Peelvondsten en archeologie, een ongelukkige combinatie

  

De verbondenheid, en in vroegere tijden, de afhankelijkheid van de Peel voor ons dorp weerspiegelt zich al in de derde en vierde regel van ons volkslied “Dor wor de Peel in ’t zaand is bleve steke. Dor li ’n dorpke Boekel voran.

De Peel had voor onze vroegere bewoners een grote betekenis. De boeren haalden er hun plaggen voor de potstal, de schapenhouders hielden er hun kudden en alle Boekellaren hadden er hun turfveldjes voor de kachel.

In deze tijd is de Peel zoals hij ooit bestond, bijna niet meer voor te stellen. Het Peelgebied strekt zich uit van Grave tot Weert en van Venray tot Deurne. Voor Boekel begon de Peel al direct aan oostkant van het dorp. Hier begon een enorme grote kale onvruchtbare vlakte. Er waren bijna geen bomen, en bijna niemand woonde er.

Heel vroeger was het een ontoegankelijk gebied waar maar weinigen zich in waagden als men er niets te zoeken had. Door de vele moerasstukken moest je de juiste paadjes goed kennen. Een waar eldorado voor stropers, ontoegankelijk voor buitenstaanders. Mensen die er verdwaalden kwamen om in een de vele moerasputten.

Zo ook een Romeinse officier, een centurio, omgekomen in de Peel, zijn resten teruggevonden in juni 1910 met zijn gezadeld paard en zijn gouden helm. Gevonden door turfgravers. Destijds een unieke vondst die de landelijke pers zelfs haalde.

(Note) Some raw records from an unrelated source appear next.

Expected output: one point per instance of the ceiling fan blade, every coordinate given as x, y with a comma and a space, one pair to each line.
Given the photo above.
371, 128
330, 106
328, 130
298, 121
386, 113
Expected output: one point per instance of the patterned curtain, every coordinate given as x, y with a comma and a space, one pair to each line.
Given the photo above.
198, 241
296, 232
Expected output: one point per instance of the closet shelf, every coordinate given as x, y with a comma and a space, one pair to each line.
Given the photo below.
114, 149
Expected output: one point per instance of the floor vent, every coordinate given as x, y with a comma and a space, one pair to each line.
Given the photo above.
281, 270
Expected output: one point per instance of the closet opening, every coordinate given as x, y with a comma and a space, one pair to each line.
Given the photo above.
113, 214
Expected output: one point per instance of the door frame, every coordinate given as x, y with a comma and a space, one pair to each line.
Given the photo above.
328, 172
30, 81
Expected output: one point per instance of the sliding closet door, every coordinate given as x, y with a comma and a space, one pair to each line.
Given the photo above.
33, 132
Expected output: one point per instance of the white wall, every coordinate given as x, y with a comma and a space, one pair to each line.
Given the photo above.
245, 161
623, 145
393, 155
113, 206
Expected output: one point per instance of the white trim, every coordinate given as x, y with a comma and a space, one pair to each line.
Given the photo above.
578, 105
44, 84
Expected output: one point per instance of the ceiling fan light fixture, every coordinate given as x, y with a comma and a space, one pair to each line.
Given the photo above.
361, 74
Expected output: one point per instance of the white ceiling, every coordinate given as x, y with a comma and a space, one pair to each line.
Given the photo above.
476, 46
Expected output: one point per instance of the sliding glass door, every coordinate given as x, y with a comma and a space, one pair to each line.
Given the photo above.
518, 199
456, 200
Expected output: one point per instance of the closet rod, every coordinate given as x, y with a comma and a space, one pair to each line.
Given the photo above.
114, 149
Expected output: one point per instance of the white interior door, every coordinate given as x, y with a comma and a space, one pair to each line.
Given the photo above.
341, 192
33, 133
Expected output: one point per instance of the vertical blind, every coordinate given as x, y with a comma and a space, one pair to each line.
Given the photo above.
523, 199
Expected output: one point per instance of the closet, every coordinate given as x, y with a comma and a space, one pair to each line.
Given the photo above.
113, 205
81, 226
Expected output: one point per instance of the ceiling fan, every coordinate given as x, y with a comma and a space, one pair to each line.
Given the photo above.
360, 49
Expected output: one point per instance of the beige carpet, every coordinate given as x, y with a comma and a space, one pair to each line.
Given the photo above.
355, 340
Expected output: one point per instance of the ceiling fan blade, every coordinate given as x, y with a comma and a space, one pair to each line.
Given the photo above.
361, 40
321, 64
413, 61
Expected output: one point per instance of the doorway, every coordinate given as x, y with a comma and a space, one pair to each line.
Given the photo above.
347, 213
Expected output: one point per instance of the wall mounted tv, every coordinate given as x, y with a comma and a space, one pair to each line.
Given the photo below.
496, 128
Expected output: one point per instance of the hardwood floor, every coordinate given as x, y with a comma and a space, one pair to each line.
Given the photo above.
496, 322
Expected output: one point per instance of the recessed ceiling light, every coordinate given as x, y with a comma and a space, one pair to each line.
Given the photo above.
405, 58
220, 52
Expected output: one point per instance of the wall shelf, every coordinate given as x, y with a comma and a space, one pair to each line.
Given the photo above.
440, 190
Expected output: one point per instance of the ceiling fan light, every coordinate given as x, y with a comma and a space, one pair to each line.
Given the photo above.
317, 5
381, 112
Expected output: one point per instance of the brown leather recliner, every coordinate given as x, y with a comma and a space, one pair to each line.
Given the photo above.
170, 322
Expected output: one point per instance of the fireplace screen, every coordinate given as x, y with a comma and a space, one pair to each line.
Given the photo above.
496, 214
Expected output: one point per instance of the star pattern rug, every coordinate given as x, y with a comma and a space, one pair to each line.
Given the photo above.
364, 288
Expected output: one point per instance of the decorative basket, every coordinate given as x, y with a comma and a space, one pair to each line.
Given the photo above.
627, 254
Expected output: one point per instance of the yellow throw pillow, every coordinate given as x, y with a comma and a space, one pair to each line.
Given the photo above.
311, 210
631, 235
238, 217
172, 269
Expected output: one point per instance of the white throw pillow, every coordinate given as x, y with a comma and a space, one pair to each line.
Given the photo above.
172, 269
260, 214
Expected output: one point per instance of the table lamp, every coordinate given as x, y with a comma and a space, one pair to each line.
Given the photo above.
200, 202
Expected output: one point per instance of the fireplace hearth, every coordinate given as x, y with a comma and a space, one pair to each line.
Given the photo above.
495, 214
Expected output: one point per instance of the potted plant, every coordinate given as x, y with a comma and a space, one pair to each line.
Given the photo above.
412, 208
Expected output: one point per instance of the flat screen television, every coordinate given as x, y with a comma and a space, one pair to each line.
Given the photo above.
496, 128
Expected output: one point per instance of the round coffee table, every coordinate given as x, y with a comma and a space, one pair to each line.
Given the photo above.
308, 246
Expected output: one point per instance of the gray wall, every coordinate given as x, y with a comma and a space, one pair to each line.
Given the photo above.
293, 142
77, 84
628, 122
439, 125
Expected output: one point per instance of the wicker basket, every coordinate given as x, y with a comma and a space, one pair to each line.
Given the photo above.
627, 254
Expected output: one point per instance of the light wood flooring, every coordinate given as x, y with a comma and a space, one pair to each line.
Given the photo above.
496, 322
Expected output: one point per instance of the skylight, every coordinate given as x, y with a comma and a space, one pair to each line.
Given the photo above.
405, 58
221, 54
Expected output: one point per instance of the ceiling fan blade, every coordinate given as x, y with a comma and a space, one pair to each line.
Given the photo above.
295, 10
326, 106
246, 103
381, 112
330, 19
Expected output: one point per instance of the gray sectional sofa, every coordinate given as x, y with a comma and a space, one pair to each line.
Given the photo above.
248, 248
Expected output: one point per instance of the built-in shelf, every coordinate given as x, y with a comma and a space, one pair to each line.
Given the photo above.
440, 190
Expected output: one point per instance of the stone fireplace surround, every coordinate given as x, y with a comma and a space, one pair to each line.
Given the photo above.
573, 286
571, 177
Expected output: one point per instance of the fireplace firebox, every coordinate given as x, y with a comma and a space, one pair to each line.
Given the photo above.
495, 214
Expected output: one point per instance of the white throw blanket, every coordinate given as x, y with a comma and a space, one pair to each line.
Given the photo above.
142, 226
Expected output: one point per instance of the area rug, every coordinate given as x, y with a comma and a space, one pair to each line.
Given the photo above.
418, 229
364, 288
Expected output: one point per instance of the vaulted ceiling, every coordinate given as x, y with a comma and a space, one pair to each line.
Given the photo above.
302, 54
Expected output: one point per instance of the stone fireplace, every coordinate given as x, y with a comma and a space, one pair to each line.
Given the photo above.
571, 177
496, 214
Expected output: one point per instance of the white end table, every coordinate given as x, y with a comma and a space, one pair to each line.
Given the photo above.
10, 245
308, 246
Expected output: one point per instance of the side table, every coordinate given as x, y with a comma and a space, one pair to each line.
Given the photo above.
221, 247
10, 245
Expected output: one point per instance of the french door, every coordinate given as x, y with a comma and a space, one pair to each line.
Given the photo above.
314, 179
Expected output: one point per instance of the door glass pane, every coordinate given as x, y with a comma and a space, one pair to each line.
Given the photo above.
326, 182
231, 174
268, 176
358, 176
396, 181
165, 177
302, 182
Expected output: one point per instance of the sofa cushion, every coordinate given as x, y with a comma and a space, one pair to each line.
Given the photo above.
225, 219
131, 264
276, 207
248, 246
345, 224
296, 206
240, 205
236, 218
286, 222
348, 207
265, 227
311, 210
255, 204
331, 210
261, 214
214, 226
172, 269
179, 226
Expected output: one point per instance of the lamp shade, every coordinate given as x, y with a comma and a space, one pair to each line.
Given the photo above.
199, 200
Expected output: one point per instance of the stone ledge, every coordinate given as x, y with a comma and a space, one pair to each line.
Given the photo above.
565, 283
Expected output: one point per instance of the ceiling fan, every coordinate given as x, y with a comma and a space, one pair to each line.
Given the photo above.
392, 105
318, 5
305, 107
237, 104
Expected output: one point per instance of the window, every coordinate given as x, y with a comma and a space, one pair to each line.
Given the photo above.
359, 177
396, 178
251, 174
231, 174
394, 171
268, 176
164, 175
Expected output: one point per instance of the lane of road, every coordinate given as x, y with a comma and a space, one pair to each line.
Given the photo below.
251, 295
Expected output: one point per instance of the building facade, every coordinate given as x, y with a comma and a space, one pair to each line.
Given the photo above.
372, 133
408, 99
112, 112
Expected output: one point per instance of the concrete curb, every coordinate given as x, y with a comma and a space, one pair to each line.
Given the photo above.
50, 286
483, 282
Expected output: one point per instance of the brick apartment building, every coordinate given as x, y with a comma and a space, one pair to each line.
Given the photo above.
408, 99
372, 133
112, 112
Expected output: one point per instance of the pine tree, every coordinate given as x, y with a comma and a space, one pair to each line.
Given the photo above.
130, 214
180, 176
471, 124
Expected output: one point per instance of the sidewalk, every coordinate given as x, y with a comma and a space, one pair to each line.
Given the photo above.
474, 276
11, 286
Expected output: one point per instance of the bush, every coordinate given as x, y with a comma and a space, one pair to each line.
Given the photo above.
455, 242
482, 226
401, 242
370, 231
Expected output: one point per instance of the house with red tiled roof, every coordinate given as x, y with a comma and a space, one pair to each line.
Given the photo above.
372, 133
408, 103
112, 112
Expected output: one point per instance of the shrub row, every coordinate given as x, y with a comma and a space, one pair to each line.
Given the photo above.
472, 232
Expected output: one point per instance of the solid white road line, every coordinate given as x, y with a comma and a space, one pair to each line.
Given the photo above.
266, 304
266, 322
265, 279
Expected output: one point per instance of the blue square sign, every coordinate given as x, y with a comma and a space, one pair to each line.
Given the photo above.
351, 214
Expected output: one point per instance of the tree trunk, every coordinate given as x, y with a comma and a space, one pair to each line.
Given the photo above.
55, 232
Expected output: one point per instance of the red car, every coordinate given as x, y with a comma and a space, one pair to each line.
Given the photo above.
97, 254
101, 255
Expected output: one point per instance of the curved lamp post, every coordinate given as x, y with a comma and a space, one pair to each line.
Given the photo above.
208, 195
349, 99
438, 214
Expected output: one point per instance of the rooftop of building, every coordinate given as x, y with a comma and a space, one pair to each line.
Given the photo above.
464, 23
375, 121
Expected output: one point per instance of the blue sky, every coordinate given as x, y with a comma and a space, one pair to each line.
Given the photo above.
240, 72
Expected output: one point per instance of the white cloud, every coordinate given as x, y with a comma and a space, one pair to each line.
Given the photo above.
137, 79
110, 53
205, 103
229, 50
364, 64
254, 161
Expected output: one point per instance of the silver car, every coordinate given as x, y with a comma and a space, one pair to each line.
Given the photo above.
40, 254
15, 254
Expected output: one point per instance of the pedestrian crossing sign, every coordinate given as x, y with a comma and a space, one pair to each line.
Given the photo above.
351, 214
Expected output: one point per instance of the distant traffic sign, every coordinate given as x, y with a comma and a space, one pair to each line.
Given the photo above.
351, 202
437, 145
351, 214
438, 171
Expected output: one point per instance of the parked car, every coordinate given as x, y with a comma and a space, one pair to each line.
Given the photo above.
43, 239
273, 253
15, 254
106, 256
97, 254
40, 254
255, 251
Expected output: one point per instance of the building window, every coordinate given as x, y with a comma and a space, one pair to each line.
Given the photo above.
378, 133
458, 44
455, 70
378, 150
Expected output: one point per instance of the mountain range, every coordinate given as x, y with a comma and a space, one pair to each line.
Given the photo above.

Over de Peel is zoveel meer te vertellen. De archeologie, de bodemvondsten en de exploitatie van het veen. Heemkundekring Sint Achten op Boeckel heeft Huub Kluijtmans op dinsdagavond 2 april a.s. uitgenodigd om er zijn lezing “De Peelvondsten en de archeologie, een ongelukkige combinatie” over te houden.